Data analytics might finally be paying off for the federal government. A recent Health and Human Services press release on a successful Medicare fraud sting name authorities in the Affordable Care Act as enabling it to successfully find and prosecute billing cheats. Perhaps, but more important is the application of data analytics to its object, big data. Clearly the ACA wasn’t necessary to go after the kind of fraud that’s been going on as long as Medicare itself. The release said its Medicare Fraud Strike Force, using data analytics, led to charges against 91 people thought to be responsible for $430 million in false billings.
HHS investigators applied analytics to what has come to be called big data. It’s a new word for an old problem, namely how to get wisdom from the data an organization gathers, regardless of format or medium. Big data has also become something of a hypefest, probably because so many vendors have new tools and services designed to coax reports out of petabyte-sized sets of structured and unstructured data sources.
A recent Bloomberg analysis pegs the federal data analytics market at more than $3 billion a year. So big data is real. Data volume is accelerating because so many more sources generate data than a generation ago. The phenomenon is no longer restricted to telemetry or physics. Every cell phone walking around with location information is a minute-by-minute data generator, and probably more cell phones exist than individuals in the U.S. population.
Like so many IT terms, big data has a lot of definitions. This Oracle Corp. white paper does a fair job of explaining what it is. Oracle wants people to load unstructured data into its structured database product. It sells a hardware-software appliance that does this. Other analytic tools can mine data for patterns even if the data remains unstructured, as long as it’s electronic. Therefore other literature emphasizes that you don’t need a standard relational database.
For all tools and data sets, the using organization must have some idea of what it is looking for. A good recent example is those aforementioned arrests resulting from cooperation between HHS and the Justice Department. They have been jointly trying to root out fraudsters getting rich on Medicare claims. Much still depends on tips to local officials, but increasingly pattern checking against billing data turns out instances of potential fraud. Multiple, identical bills from one location, or so many patients per day that no facility could actually accommodate – that kind of thing – are examples of patterns that are sought by investigators.

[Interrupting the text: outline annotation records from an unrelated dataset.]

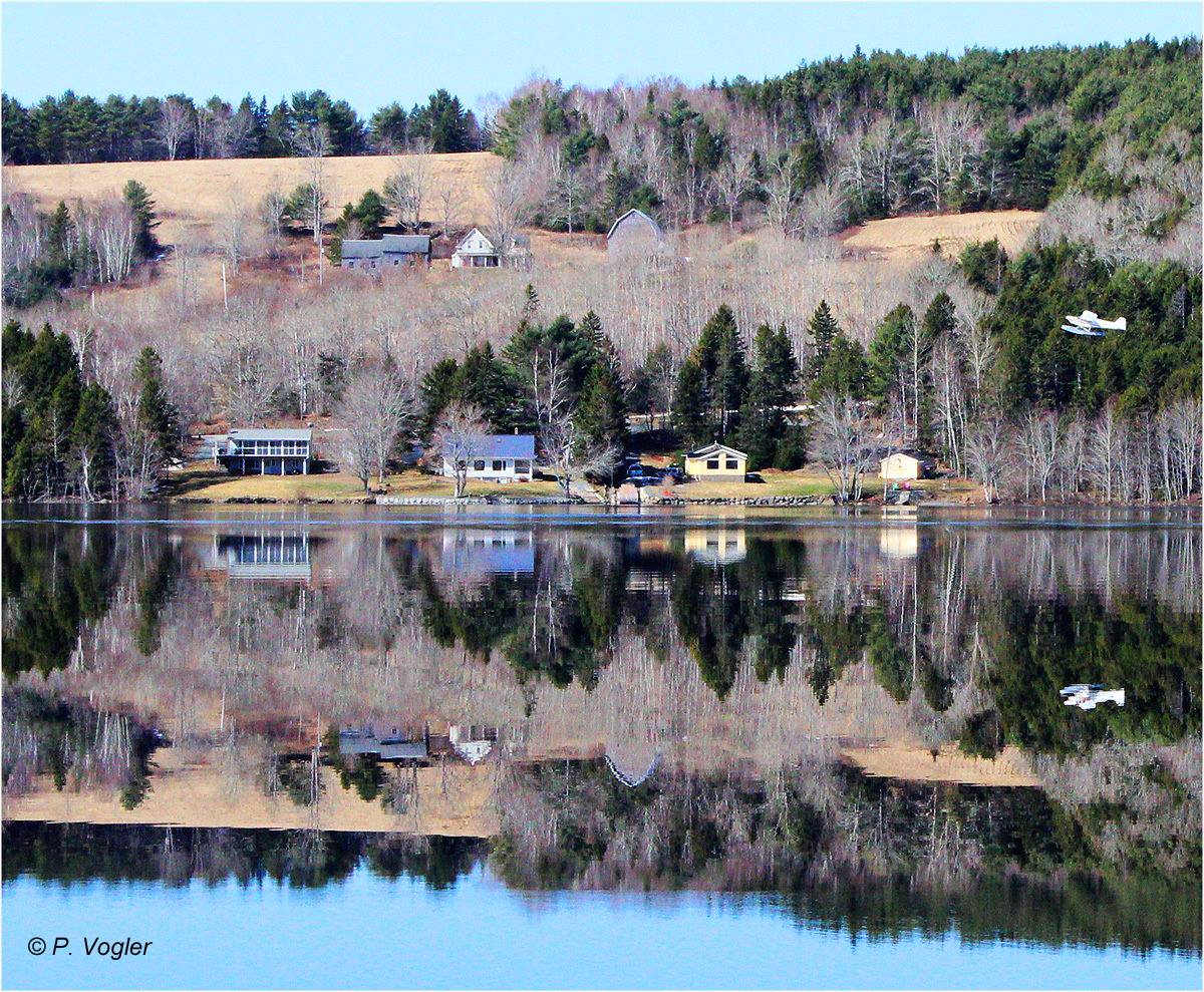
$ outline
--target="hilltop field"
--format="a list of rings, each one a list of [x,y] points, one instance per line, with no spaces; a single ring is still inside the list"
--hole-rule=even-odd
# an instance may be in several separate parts
[[[379,190],[397,167],[399,155],[327,158],[323,163],[331,217],[343,203],[359,200],[368,189]],[[449,185],[462,200],[465,218],[486,214],[485,182],[501,167],[501,159],[489,152],[459,155],[427,155],[429,196]],[[6,166],[6,190],[20,190],[35,197],[43,209],[59,200],[94,200],[119,195],[129,179],[137,179],[154,197],[160,225],[159,241],[208,241],[217,218],[231,201],[253,207],[273,188],[288,193],[308,182],[308,159],[201,159],[179,161],[85,163],[83,165]]]
[[[366,190],[379,190],[405,157],[362,155],[329,158],[324,170],[331,203],[330,217],[343,203],[358,200]],[[461,201],[462,226],[484,224],[488,214],[486,182],[501,167],[501,159],[489,152],[429,155],[429,200],[433,212],[436,197],[448,187]],[[273,188],[285,193],[307,181],[306,159],[206,159],[181,161],[88,163],[83,165],[6,166],[7,190],[31,195],[43,209],[59,200],[94,200],[120,193],[128,179],[137,179],[150,190],[164,244],[189,242],[206,244],[213,238],[214,224],[232,202],[253,207]],[[910,266],[939,241],[946,254],[955,255],[972,241],[998,238],[1009,254],[1015,254],[1035,230],[1041,214],[1037,211],[897,217],[872,220],[850,228],[840,244],[852,249],[854,261],[898,262]],[[739,241],[757,240],[757,234]],[[533,232],[536,256],[553,267],[589,265],[603,260],[604,238],[598,235],[554,235]]]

For some reason, Medicare cheats seem to love billing for wheelchairs.
At the heart of using data, though, whether structured or unstructured, is correlation of one set of facts with another. Often one set has a spatial or location component, or a time-of-day element, two factors that when compared to transactions can indicate anomalies. For example, why did an accountant work on the books at 3 a.m.? In theory these relationships and patterns can be found manually, but it takes too long given the volume.

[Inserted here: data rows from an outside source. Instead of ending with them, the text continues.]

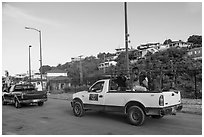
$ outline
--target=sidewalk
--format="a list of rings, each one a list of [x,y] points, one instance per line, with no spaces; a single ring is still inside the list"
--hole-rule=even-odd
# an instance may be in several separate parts
[[[72,100],[73,93],[49,94],[48,98]],[[183,108],[181,112],[202,115],[202,99],[182,99]]]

Now contractors – in the form of a report from the big data commission of the TechAmerica foundation – are pushing for government agencies to appoint “chief data officers,” presumably reporting to the chief technology officer or the chief information officer. This could be a modern incarnation of the corporate librarian, only with a strong technological bent. Or it could be the keeper of raw material that leads to new answers, applications and understandings.
To me, the danger in the hyper-ventilating big data movement is oversell. True, vendors are developing nifty tools. And some problems (such as the examples cited in the TechAmerica report) can really only be solved with big data analytics on fast machines, just as modern flying machines could only be designed after the advent of wind tunnels. But the real challenge for agencies is setting specific requirements for how they want to use big data. The problem or requirement must come first, and then the data selected necessary to solve it.

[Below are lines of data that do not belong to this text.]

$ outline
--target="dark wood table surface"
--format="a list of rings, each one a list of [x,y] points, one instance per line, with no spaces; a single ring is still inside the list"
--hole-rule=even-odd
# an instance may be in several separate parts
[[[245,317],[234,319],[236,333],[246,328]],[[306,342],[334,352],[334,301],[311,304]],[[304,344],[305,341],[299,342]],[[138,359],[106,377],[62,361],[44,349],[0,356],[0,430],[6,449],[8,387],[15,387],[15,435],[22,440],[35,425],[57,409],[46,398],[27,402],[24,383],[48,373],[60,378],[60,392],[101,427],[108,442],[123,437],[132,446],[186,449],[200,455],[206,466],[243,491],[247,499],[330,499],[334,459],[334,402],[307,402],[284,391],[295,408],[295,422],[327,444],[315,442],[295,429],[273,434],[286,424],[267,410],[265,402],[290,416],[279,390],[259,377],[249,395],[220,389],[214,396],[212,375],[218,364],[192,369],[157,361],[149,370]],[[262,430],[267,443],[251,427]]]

The companion challenge for agencies is making the business case for the spending on the problem it hopes to solve. Big data requires big investments. That’s why a problem like Medicare improper payments, where each sting can net millions of dollars, is paying off early.
To its credit, the TechAmerica commission, in its chapter on technology underpinnings, acknowledges this, while describing a basic set of technologies, such as Hadoop, necessary to support a big data project.
Who knows, maybe the whole big data apparatus could be hosted in a cloud somewhere, and agencies would upload their data and download their answers?